気付く:それまで気にとめていなかったところに注意が向いて、物事の存在や状態を知る。気がつく。

感ずる:①心の中にある種の気持ちを持つ。 ②心を動かされる。感動する。


 「日経ビジネス」のインターネットサイトである「NBonline」のコラムは、興味深いものが多いのですが、今回、「真弓重孝」副編集長の「ものづくりのこころ 岡野雅行編」は、実に印象的なものでした。



(前略)

 社員数はわずか6人。金型の製造やプレスに使う工具や工作機械が立ち並ぶ、典型的な町工場の岡野工業に国内外から有名無名を問わず人が押しかける。それは、ものづくりや技術力を支えるヒントが隠されているからだ。

 昨年夏にテルモが販売した“痛くない”注射針。この注射針の開発に岡野工業は関わり、テルモと共同で特許を出願している。外径0.2mm、射液を通す内径は0.1mm。寸法の誤差が許される公差はわずか1000分の1mmという超極細の針は、薄い板をプレスして筒状にする。

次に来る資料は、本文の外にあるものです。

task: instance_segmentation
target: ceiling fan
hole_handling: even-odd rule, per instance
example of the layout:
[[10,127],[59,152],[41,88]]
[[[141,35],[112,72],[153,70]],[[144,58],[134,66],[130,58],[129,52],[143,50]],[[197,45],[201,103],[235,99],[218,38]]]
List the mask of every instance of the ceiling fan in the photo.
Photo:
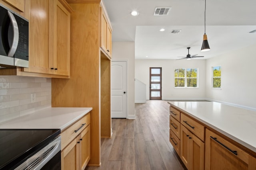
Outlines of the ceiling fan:
[[197,58],[197,57],[203,57],[204,56],[196,56],[198,55],[197,54],[194,54],[194,55],[190,55],[189,54],[189,49],[190,47],[187,47],[188,50],[188,54],[187,55],[187,57],[182,57],[182,59],[177,59],[178,60],[181,60],[182,59],[186,59],[187,60],[190,60],[191,59],[193,59],[193,58]]

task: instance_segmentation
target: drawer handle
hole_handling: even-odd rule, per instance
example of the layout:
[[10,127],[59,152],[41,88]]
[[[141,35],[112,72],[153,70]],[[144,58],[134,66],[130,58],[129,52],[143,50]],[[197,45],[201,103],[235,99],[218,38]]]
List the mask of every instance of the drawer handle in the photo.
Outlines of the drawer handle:
[[194,126],[191,126],[191,125],[190,125],[188,123],[187,123],[187,121],[184,121],[184,122],[187,125],[189,125],[189,127],[190,127],[191,128],[192,128],[192,129],[195,129],[195,127],[194,127]]
[[215,141],[216,142],[218,142],[218,143],[220,144],[222,146],[224,147],[225,148],[226,148],[226,149],[228,149],[228,150],[229,150],[232,153],[233,153],[233,154],[234,154],[236,155],[237,155],[237,151],[236,151],[236,150],[233,150],[232,149],[230,149],[228,147],[227,147],[225,145],[223,144],[221,142],[220,142],[219,141],[217,140],[217,138],[213,137],[212,136],[210,136],[210,137],[211,137],[211,138],[212,138],[212,139],[213,139],[213,140]]
[[80,129],[81,128],[82,128],[82,127],[83,127],[83,126],[84,126],[85,125],[86,125],[86,123],[84,123],[84,124],[82,124],[82,126],[81,126],[80,127],[79,127],[77,130],[76,130],[76,131],[75,131],[75,132],[76,133],[79,130],[80,130]]
[[177,115],[177,114],[175,114],[174,113],[173,113],[172,112],[172,111],[170,111],[170,112],[171,112],[171,113],[172,113],[172,114],[173,114],[174,115],[174,116],[176,116],[176,115]]
[[178,128],[178,127],[175,127],[174,126],[174,125],[173,125],[173,123],[171,123],[171,125],[172,125],[172,126],[173,126],[173,127],[174,127],[174,128],[175,128],[175,129],[177,129],[177,128]]
[[175,146],[177,145],[178,145],[178,143],[175,143],[175,142],[173,140],[173,138],[172,138],[172,137],[171,138],[171,139],[172,139],[172,141],[173,142],[173,143],[174,143],[174,145],[175,145]]

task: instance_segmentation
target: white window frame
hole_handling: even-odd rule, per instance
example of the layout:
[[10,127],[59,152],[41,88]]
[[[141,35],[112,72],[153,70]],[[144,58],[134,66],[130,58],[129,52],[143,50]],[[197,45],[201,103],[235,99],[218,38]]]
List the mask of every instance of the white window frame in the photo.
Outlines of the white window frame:
[[[175,77],[175,70],[176,69],[184,69],[185,70],[185,75],[184,78],[178,78],[178,77]],[[196,69],[197,70],[197,74],[196,74],[196,77],[193,77],[190,78],[187,77],[187,69]],[[174,68],[174,88],[198,88],[198,74],[199,74],[199,70],[198,68],[195,67],[188,67],[188,68]],[[175,78],[184,78],[185,79],[185,84],[184,87],[175,87]],[[196,87],[187,87],[187,79],[188,78],[196,78]]]
[[[213,66],[212,67],[212,88],[213,89],[221,90],[221,73],[220,76],[214,77],[213,76],[213,71],[214,67],[220,67],[220,70],[221,70],[221,66],[220,65],[217,65],[216,66]],[[220,78],[220,87],[213,87],[213,78]]]

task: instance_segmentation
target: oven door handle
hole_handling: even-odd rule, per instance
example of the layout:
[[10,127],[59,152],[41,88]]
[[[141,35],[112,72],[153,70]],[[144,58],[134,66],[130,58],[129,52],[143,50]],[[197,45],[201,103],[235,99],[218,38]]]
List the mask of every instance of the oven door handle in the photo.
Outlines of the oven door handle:
[[9,11],[7,12],[12,25],[12,31],[13,31],[12,42],[7,55],[8,57],[12,57],[15,53],[15,52],[16,52],[18,47],[18,44],[19,43],[19,27],[13,14]]
[[48,144],[37,153],[28,159],[15,170],[32,169],[39,170],[55,155],[60,151],[60,136]]

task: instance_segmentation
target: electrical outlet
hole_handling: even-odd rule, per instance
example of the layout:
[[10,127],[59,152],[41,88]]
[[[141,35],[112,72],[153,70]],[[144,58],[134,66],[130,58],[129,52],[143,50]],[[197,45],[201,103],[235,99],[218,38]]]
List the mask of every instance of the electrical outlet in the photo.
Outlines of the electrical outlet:
[[31,93],[31,103],[34,103],[36,102],[36,94]]

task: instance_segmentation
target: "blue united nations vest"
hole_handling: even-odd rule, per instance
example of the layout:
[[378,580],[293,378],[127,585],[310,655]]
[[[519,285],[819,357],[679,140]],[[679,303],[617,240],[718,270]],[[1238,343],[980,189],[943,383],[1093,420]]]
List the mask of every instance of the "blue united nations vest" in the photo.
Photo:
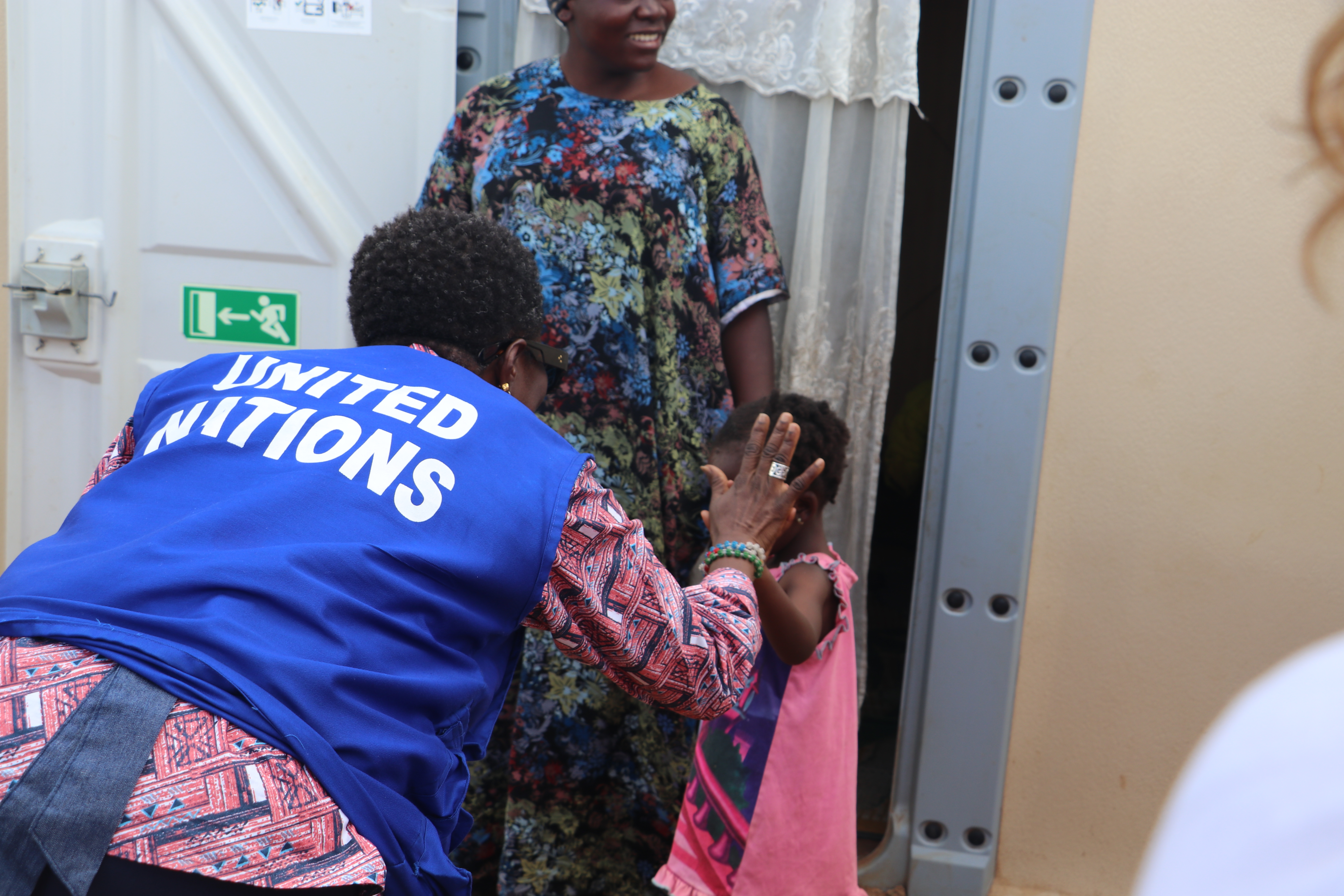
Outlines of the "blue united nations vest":
[[586,455],[405,347],[204,357],[145,387],[134,431],[0,576],[0,634],[97,650],[292,752],[388,892],[469,892],[466,760]]

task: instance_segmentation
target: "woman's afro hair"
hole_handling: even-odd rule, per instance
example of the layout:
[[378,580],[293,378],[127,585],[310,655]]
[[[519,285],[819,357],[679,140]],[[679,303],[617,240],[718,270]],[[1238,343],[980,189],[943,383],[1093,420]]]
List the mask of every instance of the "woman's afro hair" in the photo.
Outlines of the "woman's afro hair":
[[755,423],[758,415],[769,414],[773,429],[775,420],[785,411],[793,414],[793,422],[802,427],[802,433],[798,435],[798,447],[794,449],[793,462],[789,466],[789,478],[802,473],[818,457],[825,458],[827,469],[821,472],[812,488],[821,496],[823,504],[831,504],[836,500],[840,482],[844,480],[849,427],[831,410],[831,404],[827,402],[817,402],[796,392],[770,392],[766,398],[735,408],[728,415],[727,422],[714,434],[710,449],[742,445],[750,438],[751,424]]
[[536,261],[481,215],[407,211],[359,244],[349,273],[359,345],[454,347],[466,355],[542,332]]

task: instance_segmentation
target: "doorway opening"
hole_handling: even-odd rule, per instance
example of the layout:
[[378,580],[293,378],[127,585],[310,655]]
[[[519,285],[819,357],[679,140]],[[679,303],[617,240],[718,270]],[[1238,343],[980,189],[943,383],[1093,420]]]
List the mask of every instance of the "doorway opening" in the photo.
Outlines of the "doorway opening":
[[[896,343],[868,575],[868,674],[859,715],[857,850],[887,833],[910,600],[922,519],[929,408],[957,148],[968,0],[922,4],[919,110],[910,110]],[[923,114],[921,114],[921,111]]]

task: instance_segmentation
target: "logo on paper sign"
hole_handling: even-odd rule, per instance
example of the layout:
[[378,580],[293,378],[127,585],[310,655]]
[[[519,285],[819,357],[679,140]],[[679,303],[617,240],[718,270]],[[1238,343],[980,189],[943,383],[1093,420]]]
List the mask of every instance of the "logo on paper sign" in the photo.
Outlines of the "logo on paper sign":
[[298,348],[298,293],[183,286],[181,332],[187,339]]

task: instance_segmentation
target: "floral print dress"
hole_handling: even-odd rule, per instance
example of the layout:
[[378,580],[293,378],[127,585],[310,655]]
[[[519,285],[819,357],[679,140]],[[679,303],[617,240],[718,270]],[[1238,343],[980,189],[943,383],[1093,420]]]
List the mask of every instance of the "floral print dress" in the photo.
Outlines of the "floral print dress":
[[[462,99],[419,197],[435,206],[489,215],[534,253],[542,339],[571,356],[542,416],[593,454],[602,485],[684,575],[706,540],[704,447],[732,408],[720,330],[785,290],[732,109],[703,86],[593,97],[556,59],[535,62]],[[504,724],[468,802],[480,826],[460,858],[477,892],[493,892],[495,862],[501,893],[657,892],[648,881],[671,845],[694,727],[536,633]]]

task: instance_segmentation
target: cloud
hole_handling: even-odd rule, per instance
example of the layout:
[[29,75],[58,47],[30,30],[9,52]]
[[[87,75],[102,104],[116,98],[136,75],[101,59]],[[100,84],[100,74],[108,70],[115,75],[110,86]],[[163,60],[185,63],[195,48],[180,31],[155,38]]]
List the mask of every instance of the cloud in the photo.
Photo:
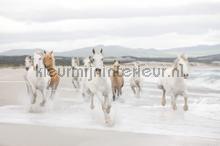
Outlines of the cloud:
[[220,3],[193,3],[170,7],[113,7],[113,8],[64,8],[46,7],[33,9],[1,9],[0,15],[17,21],[51,22],[66,19],[114,19],[131,17],[160,17],[184,15],[213,15],[220,14]]
[[2,0],[0,49],[216,44],[219,18],[215,0]]

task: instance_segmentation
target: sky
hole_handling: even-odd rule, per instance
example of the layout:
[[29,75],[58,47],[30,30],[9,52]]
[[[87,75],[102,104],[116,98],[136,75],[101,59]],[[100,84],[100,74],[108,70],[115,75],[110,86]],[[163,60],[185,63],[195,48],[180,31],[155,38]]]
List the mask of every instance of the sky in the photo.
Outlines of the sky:
[[220,0],[0,0],[0,51],[220,43]]

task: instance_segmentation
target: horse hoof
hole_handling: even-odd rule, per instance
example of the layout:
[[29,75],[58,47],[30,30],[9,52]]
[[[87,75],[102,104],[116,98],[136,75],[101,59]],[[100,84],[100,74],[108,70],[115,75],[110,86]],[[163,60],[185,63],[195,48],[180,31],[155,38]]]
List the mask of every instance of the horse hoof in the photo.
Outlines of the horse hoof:
[[165,100],[162,100],[161,105],[162,105],[162,106],[165,106],[165,105],[166,105],[166,101],[165,101]]
[[173,110],[177,110],[177,106],[176,105],[173,105]]
[[90,109],[91,109],[91,110],[93,110],[94,108],[95,108],[95,106],[94,106],[94,105],[91,105],[91,106],[90,106]]
[[189,109],[189,108],[188,108],[188,105],[184,105],[184,106],[183,106],[183,110],[184,110],[184,111],[188,111],[188,109]]
[[45,103],[46,103],[46,101],[42,101],[42,102],[40,103],[40,106],[44,106]]

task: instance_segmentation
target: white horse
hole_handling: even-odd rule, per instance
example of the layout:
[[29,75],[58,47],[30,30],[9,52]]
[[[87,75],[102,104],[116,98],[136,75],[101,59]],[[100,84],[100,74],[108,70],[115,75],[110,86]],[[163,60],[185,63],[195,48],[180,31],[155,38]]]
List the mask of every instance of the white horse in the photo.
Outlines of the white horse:
[[25,75],[24,75],[24,81],[25,81],[25,85],[26,85],[26,88],[27,88],[27,93],[28,93],[29,96],[31,96],[31,87],[30,87],[30,84],[27,80],[28,70],[33,66],[33,60],[32,60],[31,56],[26,56],[25,57],[24,65],[25,65],[25,70],[26,70]]
[[83,83],[83,95],[89,95],[91,99],[90,108],[94,109],[94,96],[98,97],[98,100],[101,102],[102,110],[104,112],[105,123],[109,124],[111,121],[110,111],[111,111],[111,100],[109,98],[110,85],[107,82],[107,79],[103,77],[102,69],[103,65],[103,54],[101,50],[93,49],[93,56],[87,58],[84,61],[91,64],[93,62],[94,67],[88,69],[91,71],[91,76],[87,76]]
[[187,104],[187,89],[185,79],[189,76],[188,70],[188,58],[184,54],[177,57],[174,61],[172,67],[168,68],[164,72],[164,76],[160,78],[158,87],[163,91],[161,104],[165,106],[166,104],[166,95],[171,96],[171,104],[173,110],[177,109],[176,99],[179,95],[184,97],[184,106],[185,111],[188,110]]
[[25,76],[25,80],[28,87],[27,90],[31,96],[31,104],[35,104],[37,91],[40,91],[43,97],[40,105],[44,106],[47,100],[46,87],[48,86],[49,78],[46,76],[47,74],[44,74],[45,68],[43,64],[43,50],[35,50],[33,65],[29,66],[30,64],[28,63],[28,60],[27,62],[25,60],[25,65],[26,67],[29,67]]
[[134,64],[134,69],[136,70],[133,72],[131,78],[130,78],[130,87],[137,97],[140,97],[140,92],[142,90],[142,84],[141,84],[141,77],[140,74],[137,72],[140,65],[138,63]]
[[73,79],[72,79],[72,83],[74,88],[79,89],[80,88],[80,77],[78,74],[77,69],[79,68],[79,58],[78,57],[73,57],[72,58],[72,62],[71,62],[71,66],[72,66],[72,71],[73,71]]

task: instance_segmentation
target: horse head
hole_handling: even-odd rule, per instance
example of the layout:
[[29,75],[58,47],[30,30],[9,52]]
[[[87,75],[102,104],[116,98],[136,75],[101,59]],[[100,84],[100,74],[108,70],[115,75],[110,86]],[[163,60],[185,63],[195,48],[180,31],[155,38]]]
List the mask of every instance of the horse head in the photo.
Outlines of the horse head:
[[26,56],[24,60],[25,69],[29,70],[29,68],[33,65],[32,57]]
[[34,69],[38,70],[38,68],[43,68],[43,58],[44,53],[41,49],[36,49],[34,52]]
[[78,67],[79,66],[79,58],[78,57],[73,57],[72,58],[72,62],[71,62],[71,65],[72,65],[72,67],[73,68],[76,68],[76,67]]
[[174,67],[181,71],[183,77],[187,79],[189,77],[189,61],[185,54],[181,54],[174,61]]
[[53,51],[50,52],[44,51],[43,64],[46,68],[54,67],[55,59],[54,59]]
[[112,70],[117,72],[119,71],[119,67],[120,67],[120,61],[114,60],[114,63],[112,65]]
[[93,52],[93,56],[92,56],[93,64],[94,64],[96,69],[101,70],[104,66],[104,64],[103,64],[103,58],[104,57],[103,57],[103,53],[102,53],[103,50],[102,49],[98,50],[98,49],[93,48],[92,52]]

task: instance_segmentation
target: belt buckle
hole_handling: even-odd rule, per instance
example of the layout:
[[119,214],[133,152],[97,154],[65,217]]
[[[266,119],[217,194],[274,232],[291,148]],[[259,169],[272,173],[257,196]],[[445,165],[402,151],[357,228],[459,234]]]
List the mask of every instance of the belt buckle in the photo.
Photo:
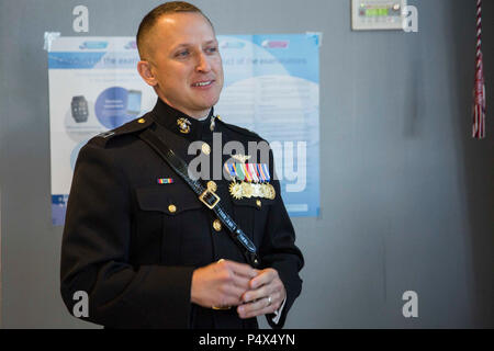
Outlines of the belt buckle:
[[213,308],[214,310],[228,310],[232,309],[232,306],[213,306],[211,308]]
[[[205,197],[207,194],[211,194],[211,195],[213,195],[214,197],[216,197],[216,199],[214,200],[214,203],[213,203],[212,205],[210,205],[210,204],[204,200],[204,197]],[[210,190],[210,189],[206,189],[206,190],[204,190],[204,191],[202,192],[201,195],[199,195],[199,200],[200,200],[204,205],[206,205],[210,210],[213,210],[214,206],[217,205],[217,203],[220,202],[221,199],[220,199],[218,195],[216,195],[216,194],[214,193],[214,191],[212,191],[212,190]]]

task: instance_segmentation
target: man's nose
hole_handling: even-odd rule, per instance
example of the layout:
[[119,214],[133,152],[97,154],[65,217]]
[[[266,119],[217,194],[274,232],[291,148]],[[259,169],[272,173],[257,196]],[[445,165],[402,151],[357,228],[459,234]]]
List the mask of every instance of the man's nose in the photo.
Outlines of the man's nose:
[[204,53],[199,54],[195,70],[199,72],[209,72],[211,70],[210,61],[207,60],[207,56],[204,55]]

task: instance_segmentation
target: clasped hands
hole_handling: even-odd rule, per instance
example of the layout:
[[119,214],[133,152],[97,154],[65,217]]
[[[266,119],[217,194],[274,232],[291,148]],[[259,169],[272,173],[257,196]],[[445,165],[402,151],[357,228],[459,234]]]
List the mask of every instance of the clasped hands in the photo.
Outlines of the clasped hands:
[[220,260],[192,273],[191,302],[203,307],[237,306],[240,318],[272,314],[287,292],[278,271]]

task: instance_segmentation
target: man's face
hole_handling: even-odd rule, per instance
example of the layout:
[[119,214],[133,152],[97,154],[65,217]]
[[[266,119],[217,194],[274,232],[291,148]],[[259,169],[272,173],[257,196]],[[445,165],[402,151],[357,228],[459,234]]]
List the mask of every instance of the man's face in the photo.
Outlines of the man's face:
[[[194,12],[161,16],[147,38],[145,58],[158,97],[193,117],[206,115],[220,99],[223,66],[213,29]],[[141,65],[141,63],[139,63]]]

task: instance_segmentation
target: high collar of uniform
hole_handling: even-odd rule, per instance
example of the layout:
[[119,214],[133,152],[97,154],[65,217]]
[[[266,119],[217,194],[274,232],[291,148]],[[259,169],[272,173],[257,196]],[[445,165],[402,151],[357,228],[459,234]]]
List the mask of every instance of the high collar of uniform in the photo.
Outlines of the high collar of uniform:
[[153,109],[153,115],[158,124],[190,140],[200,140],[204,134],[211,133],[210,125],[213,112],[214,109],[211,107],[207,117],[199,121],[171,107],[159,98]]

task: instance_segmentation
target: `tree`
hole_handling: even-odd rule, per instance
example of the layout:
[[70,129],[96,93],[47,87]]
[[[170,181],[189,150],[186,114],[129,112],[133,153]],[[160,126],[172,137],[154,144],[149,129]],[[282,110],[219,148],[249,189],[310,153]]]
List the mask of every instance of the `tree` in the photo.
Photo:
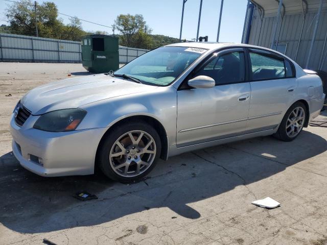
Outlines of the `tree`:
[[[14,34],[35,35],[35,14],[34,5],[31,0],[22,0],[9,6],[6,16],[10,24],[10,30]],[[36,16],[39,36],[66,40],[79,40],[86,34],[77,17],[71,18],[65,25],[58,18],[58,9],[53,2],[45,2],[37,5]]]
[[124,46],[130,46],[138,33],[145,33],[146,22],[142,14],[121,14],[117,16],[114,24],[121,34],[121,43]]

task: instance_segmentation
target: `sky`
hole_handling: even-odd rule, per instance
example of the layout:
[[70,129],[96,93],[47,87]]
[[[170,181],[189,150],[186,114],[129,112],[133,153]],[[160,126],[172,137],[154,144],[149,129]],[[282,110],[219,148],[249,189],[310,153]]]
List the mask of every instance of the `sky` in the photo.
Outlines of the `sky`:
[[[19,0],[16,0],[19,1]],[[51,1],[51,0],[48,0]],[[105,26],[111,26],[121,14],[142,14],[153,34],[179,37],[183,0],[52,0],[59,12]],[[221,0],[203,0],[199,36],[208,36],[216,41]],[[41,3],[42,0],[37,0]],[[182,39],[196,37],[200,0],[188,0],[185,4]],[[247,0],[224,0],[219,41],[240,42]],[[8,24],[5,16],[7,5],[0,0],[0,24]],[[68,18],[59,15],[65,23]],[[105,31],[110,28],[82,21],[85,31]]]

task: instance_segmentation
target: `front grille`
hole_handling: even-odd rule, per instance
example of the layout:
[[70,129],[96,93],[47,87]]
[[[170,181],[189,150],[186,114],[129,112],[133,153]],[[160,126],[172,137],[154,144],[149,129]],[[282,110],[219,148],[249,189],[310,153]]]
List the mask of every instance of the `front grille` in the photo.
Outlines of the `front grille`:
[[18,126],[21,127],[31,115],[31,112],[21,104],[15,111],[15,122]]

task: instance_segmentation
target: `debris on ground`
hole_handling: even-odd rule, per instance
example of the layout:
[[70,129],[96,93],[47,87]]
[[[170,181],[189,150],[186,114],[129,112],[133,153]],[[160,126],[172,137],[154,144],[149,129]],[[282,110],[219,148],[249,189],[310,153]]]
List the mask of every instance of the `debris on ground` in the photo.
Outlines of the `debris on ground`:
[[327,128],[327,117],[318,116],[309,122],[309,125],[311,127],[322,127]]
[[47,244],[48,245],[57,245],[54,242],[52,242],[52,241],[49,241],[48,239],[46,238],[44,238],[43,239],[43,243]]
[[275,208],[281,205],[279,203],[269,197],[260,200],[254,201],[251,203],[254,205],[266,208]]
[[86,191],[82,191],[81,192],[77,192],[73,197],[79,200],[88,201],[92,199],[98,199],[98,197],[96,195],[90,194]]

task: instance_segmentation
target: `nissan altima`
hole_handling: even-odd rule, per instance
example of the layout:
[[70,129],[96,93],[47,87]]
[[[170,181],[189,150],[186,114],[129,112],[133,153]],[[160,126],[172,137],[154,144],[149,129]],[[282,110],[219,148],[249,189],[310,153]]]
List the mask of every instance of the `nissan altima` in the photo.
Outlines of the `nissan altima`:
[[251,137],[290,141],[319,115],[320,79],[274,51],[185,42],[118,70],[25,94],[11,121],[13,152],[43,176],[143,178],[158,158]]

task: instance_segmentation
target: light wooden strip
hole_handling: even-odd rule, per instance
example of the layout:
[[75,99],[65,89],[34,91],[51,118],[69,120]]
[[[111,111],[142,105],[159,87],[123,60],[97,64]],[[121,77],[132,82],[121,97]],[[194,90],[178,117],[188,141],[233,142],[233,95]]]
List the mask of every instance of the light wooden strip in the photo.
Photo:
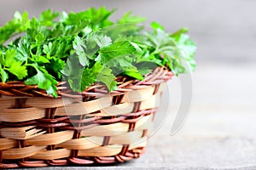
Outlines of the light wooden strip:
[[156,94],[141,104],[140,110],[153,109],[158,107],[160,104],[160,94]]
[[73,131],[63,131],[53,133],[43,134],[26,140],[26,144],[30,145],[51,145],[61,144],[73,138]]
[[31,107],[23,109],[3,109],[0,112],[0,120],[9,122],[19,122],[44,117],[44,109]]
[[15,139],[0,139],[0,150],[7,150],[17,145]]
[[35,155],[39,150],[46,148],[46,146],[28,146],[20,149],[9,149],[3,150],[3,159],[20,159],[29,157]]
[[153,128],[153,122],[152,122],[153,115],[150,114],[143,117],[141,120],[136,122],[135,130],[144,130],[144,129],[150,129]]
[[76,139],[71,139],[62,144],[57,144],[57,147],[63,147],[69,150],[88,150],[96,148],[102,144],[104,137],[88,137]]
[[1,136],[15,139],[26,139],[41,135],[45,131],[35,128],[35,126],[24,128],[4,128],[0,129]]
[[78,116],[85,115],[100,110],[112,105],[110,96],[102,97],[95,100],[67,105],[56,110],[56,116]]
[[168,88],[168,84],[167,82],[162,82],[160,83],[160,86],[158,89],[158,93],[163,93],[166,90],[166,88]]
[[38,108],[55,108],[64,105],[62,99],[51,99],[42,97],[28,98],[26,99],[26,104],[27,105]]
[[71,156],[71,150],[67,149],[60,149],[54,150],[42,150],[37,154],[30,156],[32,159],[38,160],[54,160],[69,157]]
[[139,102],[148,99],[153,95],[154,86],[148,86],[144,89],[132,90],[128,92],[124,97],[124,102]]
[[138,142],[141,139],[143,133],[143,131],[134,131],[118,136],[112,136],[109,139],[109,144],[131,144]]
[[117,122],[109,125],[99,125],[89,129],[82,130],[82,136],[115,136],[126,133],[128,123]]
[[101,110],[101,113],[90,114],[89,116],[111,116],[131,113],[133,110],[134,103],[123,103],[117,105],[112,105]]
[[3,109],[7,109],[12,107],[15,105],[15,99],[12,98],[0,98],[0,110],[3,111]]
[[142,138],[138,142],[130,144],[128,150],[134,150],[136,148],[146,147],[148,144],[148,137]]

 注射針を作る場合、通常は金属製のパイプを引き伸ばして細くし、先端を切り落として注射針にする。しかし、この方法だと注射針の肉厚を薄くできない。細い針を作っても注射液を押し出す時間と力がものすごく必要になり実用にはならない。

 岡野工業とテルモが開発した痛くない注射針は、薄い板を丸めて作るので、針が細くても注射液を容易に流すことができる。ただし、1枚の板を丸めるのだから、板の端と端をぴったりと合わせる作業が必要だ。その際に、溶接や接着は一切行わない。神業に近い技術がなければできない製品なのだ。

(中略)

岡野工業は痛くない注射針以外にも、携帯電話の電池ケース、最新のディーゼルエンジンの主要部品など様々な最新製品の主要部品の開発話が持ち込まれる。岡野氏は言う「同じような技能を持った人間や会社は、岡野工業以外にもいくらでもある」。にもかかわらず、岡野工業に最新製品の開発話が持ち込まれるのか。答えは明快だ。

 「リスクを取って、他人と違うことに挑戦しているから」(岡野氏)。

 だがここで1つの疑問が沸く。トップがいくら進取の精神に富んでいても、部下が同じような気概を持っていなければ、難しい開発を成し遂げられない。岡野工業ではどのような教育をしているのか。岡野氏に聞いてみた。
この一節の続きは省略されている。